AI Growth Strategist & Fractional CMO

Forbes Top 20 Growth Hacker · TEDx Speaker · 716 Academic Citations · Ex-Microsoft · CMO at FirstWave (ASX:FCT) · Forbes Communications Council

Frequently Asked Questions

How long does it take to see results from community led growth in AI/ML?
For AI/ML companies at the Series B stage, expect to see early signals within 4-8 weeks and meaningful results within 3-6 months. The timeline depends on your current baseline, team capacity, and significant budget for scaling proven channels. Focus on leading indicators early and shift to lagging indicators (revenue, retention) over time.
What budget should a Series B AI/ML company allocate to community led growth?
At the Series B stage with significant budget for scaling proven channels, allocate 10-20% of your growth budget to community led growth. For AI/ML specifically, this means investing in Hugging Face and Weights & Biases and dedicating at least one team member 50%+ of their time. Start small, prove ROI, then scale investment proportionally.
What are the biggest risks of community led growth for AI/ML companies?
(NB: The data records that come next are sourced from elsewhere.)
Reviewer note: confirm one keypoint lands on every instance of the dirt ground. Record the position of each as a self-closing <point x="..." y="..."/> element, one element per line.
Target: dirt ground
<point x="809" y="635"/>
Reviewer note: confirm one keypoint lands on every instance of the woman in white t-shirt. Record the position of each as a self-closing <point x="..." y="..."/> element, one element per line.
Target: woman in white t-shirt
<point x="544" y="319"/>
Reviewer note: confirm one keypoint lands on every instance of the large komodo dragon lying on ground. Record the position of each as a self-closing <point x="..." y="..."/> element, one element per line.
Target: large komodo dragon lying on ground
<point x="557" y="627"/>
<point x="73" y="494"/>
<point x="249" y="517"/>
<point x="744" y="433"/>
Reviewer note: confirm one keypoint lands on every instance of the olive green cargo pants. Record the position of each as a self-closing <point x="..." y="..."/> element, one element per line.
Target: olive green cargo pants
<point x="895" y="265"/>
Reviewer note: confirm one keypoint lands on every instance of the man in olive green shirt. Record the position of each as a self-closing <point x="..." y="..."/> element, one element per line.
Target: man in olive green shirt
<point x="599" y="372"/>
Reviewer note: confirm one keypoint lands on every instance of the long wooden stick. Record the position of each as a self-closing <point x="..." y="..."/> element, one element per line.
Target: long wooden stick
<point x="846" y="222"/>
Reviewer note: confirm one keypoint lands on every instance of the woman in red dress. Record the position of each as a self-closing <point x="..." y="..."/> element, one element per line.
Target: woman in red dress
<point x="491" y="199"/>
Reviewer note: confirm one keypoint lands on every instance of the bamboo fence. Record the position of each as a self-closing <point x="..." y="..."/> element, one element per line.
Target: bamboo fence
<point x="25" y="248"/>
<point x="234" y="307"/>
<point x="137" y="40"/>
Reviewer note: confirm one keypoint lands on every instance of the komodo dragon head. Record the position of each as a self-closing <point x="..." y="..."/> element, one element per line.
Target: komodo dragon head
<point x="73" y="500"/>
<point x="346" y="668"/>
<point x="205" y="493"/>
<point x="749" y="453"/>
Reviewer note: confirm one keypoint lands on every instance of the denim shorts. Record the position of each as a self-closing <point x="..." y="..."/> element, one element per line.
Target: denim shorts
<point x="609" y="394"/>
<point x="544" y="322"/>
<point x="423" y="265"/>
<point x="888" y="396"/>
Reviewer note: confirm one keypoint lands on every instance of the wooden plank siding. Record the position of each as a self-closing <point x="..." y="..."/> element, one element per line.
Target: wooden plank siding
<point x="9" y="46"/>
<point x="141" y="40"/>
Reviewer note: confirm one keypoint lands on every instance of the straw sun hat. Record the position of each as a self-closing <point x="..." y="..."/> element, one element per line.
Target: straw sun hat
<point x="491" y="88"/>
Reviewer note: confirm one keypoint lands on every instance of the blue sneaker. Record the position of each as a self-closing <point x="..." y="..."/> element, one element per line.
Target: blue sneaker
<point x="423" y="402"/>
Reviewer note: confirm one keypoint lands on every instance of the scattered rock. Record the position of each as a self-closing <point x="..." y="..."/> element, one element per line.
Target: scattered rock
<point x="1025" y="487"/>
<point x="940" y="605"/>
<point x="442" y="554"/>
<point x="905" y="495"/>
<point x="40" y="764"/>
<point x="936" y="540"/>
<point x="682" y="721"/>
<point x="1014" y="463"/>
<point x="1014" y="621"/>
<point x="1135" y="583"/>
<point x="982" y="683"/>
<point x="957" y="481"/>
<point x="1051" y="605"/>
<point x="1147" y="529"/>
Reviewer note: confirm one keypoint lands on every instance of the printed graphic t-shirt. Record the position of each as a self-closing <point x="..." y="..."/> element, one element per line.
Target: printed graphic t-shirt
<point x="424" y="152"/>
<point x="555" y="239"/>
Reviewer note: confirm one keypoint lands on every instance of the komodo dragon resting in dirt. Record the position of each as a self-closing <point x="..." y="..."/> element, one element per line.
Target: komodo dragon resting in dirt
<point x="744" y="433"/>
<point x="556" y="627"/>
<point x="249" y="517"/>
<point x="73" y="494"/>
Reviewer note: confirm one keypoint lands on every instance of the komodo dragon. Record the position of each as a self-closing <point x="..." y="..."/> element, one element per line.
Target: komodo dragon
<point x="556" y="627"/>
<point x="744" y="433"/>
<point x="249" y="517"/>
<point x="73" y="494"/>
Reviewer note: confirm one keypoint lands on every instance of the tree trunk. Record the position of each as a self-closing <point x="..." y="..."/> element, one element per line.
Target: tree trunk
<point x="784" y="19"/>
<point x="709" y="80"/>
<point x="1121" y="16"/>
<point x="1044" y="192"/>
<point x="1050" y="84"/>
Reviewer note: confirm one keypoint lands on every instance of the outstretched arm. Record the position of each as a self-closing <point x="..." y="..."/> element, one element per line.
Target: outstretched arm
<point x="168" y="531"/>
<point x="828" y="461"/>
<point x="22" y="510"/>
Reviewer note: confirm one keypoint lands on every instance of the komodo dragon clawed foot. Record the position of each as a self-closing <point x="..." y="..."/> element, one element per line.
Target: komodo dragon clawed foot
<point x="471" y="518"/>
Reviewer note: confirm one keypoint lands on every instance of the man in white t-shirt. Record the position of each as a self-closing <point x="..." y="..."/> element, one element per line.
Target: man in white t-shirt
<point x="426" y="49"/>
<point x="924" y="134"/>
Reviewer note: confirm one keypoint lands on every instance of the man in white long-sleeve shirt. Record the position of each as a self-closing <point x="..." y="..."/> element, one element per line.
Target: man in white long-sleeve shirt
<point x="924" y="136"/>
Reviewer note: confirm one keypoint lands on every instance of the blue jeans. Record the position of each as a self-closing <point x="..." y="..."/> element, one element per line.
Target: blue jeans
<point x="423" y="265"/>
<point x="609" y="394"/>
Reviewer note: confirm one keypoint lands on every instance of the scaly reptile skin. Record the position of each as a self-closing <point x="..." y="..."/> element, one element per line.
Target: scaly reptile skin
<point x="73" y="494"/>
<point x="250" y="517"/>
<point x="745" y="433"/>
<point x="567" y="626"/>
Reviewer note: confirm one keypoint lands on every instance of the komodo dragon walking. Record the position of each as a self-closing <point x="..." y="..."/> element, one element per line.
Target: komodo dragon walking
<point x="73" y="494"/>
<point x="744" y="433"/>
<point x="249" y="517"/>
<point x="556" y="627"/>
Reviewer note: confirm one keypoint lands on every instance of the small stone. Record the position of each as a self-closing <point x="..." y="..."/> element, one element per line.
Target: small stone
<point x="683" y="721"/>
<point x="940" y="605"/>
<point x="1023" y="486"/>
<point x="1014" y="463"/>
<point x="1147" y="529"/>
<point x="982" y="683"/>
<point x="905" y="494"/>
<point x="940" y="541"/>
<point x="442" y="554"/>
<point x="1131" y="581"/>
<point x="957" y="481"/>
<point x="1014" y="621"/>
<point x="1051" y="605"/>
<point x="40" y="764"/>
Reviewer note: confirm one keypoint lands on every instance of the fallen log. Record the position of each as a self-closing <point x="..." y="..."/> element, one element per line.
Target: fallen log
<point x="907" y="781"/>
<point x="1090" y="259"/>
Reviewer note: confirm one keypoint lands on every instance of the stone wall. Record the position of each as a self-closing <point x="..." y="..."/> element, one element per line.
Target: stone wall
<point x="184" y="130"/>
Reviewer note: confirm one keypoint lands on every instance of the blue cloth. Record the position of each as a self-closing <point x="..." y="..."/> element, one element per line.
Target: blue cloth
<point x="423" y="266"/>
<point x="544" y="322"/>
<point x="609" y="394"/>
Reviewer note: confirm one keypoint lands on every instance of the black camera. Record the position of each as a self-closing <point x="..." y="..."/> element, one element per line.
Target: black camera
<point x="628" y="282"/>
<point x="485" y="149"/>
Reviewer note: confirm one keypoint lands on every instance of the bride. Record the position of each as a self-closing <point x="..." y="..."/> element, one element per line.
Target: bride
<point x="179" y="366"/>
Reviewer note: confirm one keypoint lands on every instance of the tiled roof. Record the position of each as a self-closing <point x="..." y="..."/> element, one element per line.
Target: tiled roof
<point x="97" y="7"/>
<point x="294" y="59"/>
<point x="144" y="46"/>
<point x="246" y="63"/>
The primary risks are: (1) spreading too thin across tactics instead of going deep on one, (2) not adapting the approach to AI/ML-specific dynamics like model deployment complexity, (3) measuring vanity metrics instead of business outcomes, and (4) giving up before the tactic has time to compound. Mitigate these by setting clear success criteria and committing to a 90-day minimum test period.
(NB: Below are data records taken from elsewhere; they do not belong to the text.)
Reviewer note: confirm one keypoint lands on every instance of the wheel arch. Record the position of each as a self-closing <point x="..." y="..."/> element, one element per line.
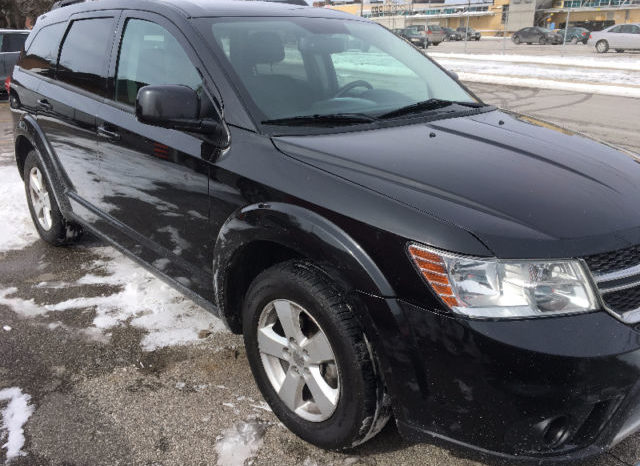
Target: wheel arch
<point x="261" y="235"/>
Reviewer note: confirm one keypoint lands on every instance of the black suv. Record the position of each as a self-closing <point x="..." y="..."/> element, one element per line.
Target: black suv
<point x="387" y="243"/>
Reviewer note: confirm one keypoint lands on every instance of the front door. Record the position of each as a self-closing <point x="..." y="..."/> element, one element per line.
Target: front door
<point x="154" y="181"/>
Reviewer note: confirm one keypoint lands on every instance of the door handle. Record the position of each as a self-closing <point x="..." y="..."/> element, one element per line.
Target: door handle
<point x="110" y="135"/>
<point x="44" y="104"/>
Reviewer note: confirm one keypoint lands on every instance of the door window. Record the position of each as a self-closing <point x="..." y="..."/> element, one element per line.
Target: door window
<point x="150" y="55"/>
<point x="83" y="58"/>
<point x="42" y="54"/>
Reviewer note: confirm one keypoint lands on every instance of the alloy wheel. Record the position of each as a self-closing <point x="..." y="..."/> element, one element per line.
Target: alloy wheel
<point x="298" y="360"/>
<point x="40" y="199"/>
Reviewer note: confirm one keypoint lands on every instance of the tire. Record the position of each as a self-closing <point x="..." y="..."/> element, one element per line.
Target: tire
<point x="355" y="408"/>
<point x="45" y="212"/>
<point x="602" y="46"/>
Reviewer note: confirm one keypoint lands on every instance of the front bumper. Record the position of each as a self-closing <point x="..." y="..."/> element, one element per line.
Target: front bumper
<point x="550" y="388"/>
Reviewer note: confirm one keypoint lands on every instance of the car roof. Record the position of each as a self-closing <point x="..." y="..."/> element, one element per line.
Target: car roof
<point x="205" y="8"/>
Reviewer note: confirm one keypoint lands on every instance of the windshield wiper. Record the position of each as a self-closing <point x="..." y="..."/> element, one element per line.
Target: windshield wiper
<point x="334" y="119"/>
<point x="425" y="105"/>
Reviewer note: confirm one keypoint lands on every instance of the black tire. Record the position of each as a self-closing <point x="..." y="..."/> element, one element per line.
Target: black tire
<point x="60" y="232"/>
<point x="602" y="46"/>
<point x="362" y="408"/>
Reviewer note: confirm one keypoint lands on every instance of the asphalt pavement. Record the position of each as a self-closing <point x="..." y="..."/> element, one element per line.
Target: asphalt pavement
<point x="102" y="391"/>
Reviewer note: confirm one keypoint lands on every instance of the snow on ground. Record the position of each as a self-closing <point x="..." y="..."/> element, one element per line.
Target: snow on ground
<point x="14" y="416"/>
<point x="17" y="230"/>
<point x="143" y="301"/>
<point x="239" y="443"/>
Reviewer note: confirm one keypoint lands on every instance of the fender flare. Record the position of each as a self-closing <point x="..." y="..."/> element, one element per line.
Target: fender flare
<point x="308" y="234"/>
<point x="28" y="128"/>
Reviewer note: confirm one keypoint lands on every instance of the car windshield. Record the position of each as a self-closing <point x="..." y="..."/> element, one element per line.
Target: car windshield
<point x="303" y="67"/>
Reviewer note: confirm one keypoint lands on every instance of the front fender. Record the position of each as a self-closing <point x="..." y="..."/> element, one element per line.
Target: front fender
<point x="307" y="233"/>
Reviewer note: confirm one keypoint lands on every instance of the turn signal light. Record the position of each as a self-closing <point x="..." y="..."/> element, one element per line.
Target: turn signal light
<point x="433" y="270"/>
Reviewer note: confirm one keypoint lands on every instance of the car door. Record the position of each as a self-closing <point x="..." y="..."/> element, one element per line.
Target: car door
<point x="154" y="181"/>
<point x="68" y="101"/>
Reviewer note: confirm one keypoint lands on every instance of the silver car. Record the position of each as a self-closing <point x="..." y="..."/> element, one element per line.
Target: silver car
<point x="620" y="37"/>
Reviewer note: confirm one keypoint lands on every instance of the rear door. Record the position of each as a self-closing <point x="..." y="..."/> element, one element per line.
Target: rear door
<point x="154" y="181"/>
<point x="68" y="103"/>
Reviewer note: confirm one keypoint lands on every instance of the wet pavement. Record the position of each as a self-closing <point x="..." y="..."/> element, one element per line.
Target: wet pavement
<point x="120" y="369"/>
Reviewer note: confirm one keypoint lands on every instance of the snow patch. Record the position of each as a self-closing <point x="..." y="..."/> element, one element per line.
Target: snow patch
<point x="14" y="417"/>
<point x="239" y="443"/>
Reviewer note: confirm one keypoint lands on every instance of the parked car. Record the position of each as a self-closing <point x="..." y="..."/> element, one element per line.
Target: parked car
<point x="433" y="32"/>
<point x="536" y="35"/>
<point x="620" y="37"/>
<point x="451" y="34"/>
<point x="384" y="240"/>
<point x="11" y="42"/>
<point x="469" y="33"/>
<point x="574" y="35"/>
<point x="415" y="37"/>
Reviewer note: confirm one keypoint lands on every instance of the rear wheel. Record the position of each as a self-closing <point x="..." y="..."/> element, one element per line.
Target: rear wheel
<point x="45" y="212"/>
<point x="602" y="46"/>
<point x="310" y="357"/>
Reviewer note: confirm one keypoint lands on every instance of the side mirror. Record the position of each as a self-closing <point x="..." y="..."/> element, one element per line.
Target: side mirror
<point x="177" y="107"/>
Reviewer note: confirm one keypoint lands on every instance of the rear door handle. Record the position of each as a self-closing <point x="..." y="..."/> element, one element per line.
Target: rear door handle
<point x="44" y="104"/>
<point x="110" y="135"/>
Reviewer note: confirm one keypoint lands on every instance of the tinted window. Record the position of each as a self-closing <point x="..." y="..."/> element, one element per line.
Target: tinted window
<point x="149" y="54"/>
<point x="84" y="54"/>
<point x="42" y="54"/>
<point x="13" y="42"/>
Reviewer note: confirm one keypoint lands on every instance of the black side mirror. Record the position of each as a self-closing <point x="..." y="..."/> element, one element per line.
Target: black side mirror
<point x="177" y="107"/>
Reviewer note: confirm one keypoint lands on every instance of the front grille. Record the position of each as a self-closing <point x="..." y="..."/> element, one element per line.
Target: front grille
<point x="617" y="275"/>
<point x="612" y="261"/>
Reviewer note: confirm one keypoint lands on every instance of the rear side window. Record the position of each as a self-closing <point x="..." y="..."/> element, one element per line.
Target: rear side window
<point x="13" y="42"/>
<point x="150" y="55"/>
<point x="42" y="54"/>
<point x="83" y="58"/>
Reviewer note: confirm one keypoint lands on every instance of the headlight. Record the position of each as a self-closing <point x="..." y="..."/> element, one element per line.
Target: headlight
<point x="479" y="287"/>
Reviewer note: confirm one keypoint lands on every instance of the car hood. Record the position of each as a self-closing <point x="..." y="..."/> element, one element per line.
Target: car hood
<point x="524" y="187"/>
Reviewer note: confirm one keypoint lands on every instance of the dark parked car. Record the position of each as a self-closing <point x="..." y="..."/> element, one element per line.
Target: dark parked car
<point x="536" y="35"/>
<point x="574" y="35"/>
<point x="386" y="242"/>
<point x="451" y="34"/>
<point x="11" y="42"/>
<point x="469" y="33"/>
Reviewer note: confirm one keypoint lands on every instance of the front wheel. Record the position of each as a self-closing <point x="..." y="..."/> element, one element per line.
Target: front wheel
<point x="45" y="212"/>
<point x="602" y="46"/>
<point x="310" y="357"/>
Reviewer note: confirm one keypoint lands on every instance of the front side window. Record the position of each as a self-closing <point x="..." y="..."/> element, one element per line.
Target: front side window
<point x="150" y="55"/>
<point x="83" y="58"/>
<point x="42" y="54"/>
<point x="300" y="67"/>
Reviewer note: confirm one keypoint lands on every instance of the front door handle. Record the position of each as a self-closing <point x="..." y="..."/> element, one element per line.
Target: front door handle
<point x="110" y="135"/>
<point x="44" y="104"/>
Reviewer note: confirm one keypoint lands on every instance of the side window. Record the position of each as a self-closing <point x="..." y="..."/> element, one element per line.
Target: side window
<point x="13" y="42"/>
<point x="150" y="55"/>
<point x="84" y="54"/>
<point x="42" y="54"/>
Can community led growth work alongside other growth strategies?
Absolutely — and it should. community led growth is most powerful when combined with complementary tactics. For AI/ML at Series B, pair it with content marketing for top-of-funnel, and a strong activation flow for conversion. The key is to avoid diluting focus: master one tactic before adding another. Think of it as stacking growth loops, not running parallel experiments.
How do I measure the ROI of community led growth in AI/ML?
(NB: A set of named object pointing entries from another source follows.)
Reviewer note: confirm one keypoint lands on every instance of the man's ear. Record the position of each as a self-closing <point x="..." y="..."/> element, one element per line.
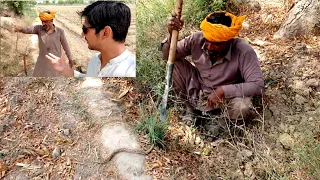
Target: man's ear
<point x="107" y="31"/>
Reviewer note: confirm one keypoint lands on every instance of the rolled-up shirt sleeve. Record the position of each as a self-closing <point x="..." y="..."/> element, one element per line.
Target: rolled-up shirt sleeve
<point x="65" y="45"/>
<point x="250" y="70"/>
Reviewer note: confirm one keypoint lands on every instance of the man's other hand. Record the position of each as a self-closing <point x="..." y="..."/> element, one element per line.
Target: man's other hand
<point x="17" y="28"/>
<point x="215" y="99"/>
<point x="60" y="64"/>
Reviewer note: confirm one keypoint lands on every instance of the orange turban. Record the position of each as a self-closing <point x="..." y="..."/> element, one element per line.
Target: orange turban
<point x="219" y="32"/>
<point x="46" y="16"/>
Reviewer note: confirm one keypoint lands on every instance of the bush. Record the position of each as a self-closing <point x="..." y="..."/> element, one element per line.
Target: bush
<point x="155" y="129"/>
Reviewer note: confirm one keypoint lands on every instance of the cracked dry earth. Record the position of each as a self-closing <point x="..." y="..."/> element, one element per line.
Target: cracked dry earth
<point x="63" y="129"/>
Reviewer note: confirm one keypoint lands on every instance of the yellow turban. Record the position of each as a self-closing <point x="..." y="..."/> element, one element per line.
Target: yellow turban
<point x="45" y="16"/>
<point x="219" y="32"/>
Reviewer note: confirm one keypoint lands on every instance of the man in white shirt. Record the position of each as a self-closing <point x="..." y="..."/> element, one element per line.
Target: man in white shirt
<point x="105" y="29"/>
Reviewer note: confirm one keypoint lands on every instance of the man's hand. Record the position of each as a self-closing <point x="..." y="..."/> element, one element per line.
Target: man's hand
<point x="18" y="28"/>
<point x="175" y="23"/>
<point x="60" y="64"/>
<point x="215" y="99"/>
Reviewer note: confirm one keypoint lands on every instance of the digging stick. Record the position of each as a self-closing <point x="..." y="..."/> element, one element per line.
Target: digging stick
<point x="170" y="63"/>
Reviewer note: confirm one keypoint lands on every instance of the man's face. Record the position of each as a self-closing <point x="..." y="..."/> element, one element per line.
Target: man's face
<point x="90" y="35"/>
<point x="46" y="25"/>
<point x="217" y="49"/>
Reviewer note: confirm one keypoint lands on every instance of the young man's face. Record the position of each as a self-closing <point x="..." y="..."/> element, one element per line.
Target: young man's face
<point x="90" y="35"/>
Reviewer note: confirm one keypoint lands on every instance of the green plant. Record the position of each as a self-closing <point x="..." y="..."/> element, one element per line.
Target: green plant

Track both leading indicators (engagement, traffic, activation) and lagging indicators (pipeline, revenue, retention). For AI/ML companies, the most important metrics are CAC from this channel, conversion rate at each funnel stage, and LTV of customers acquired through community led growth. Set up proper attribution using UTM parameters, cohort analysis, and ideally a multi-touch attribution model. Report ROI monthly to stakeholders.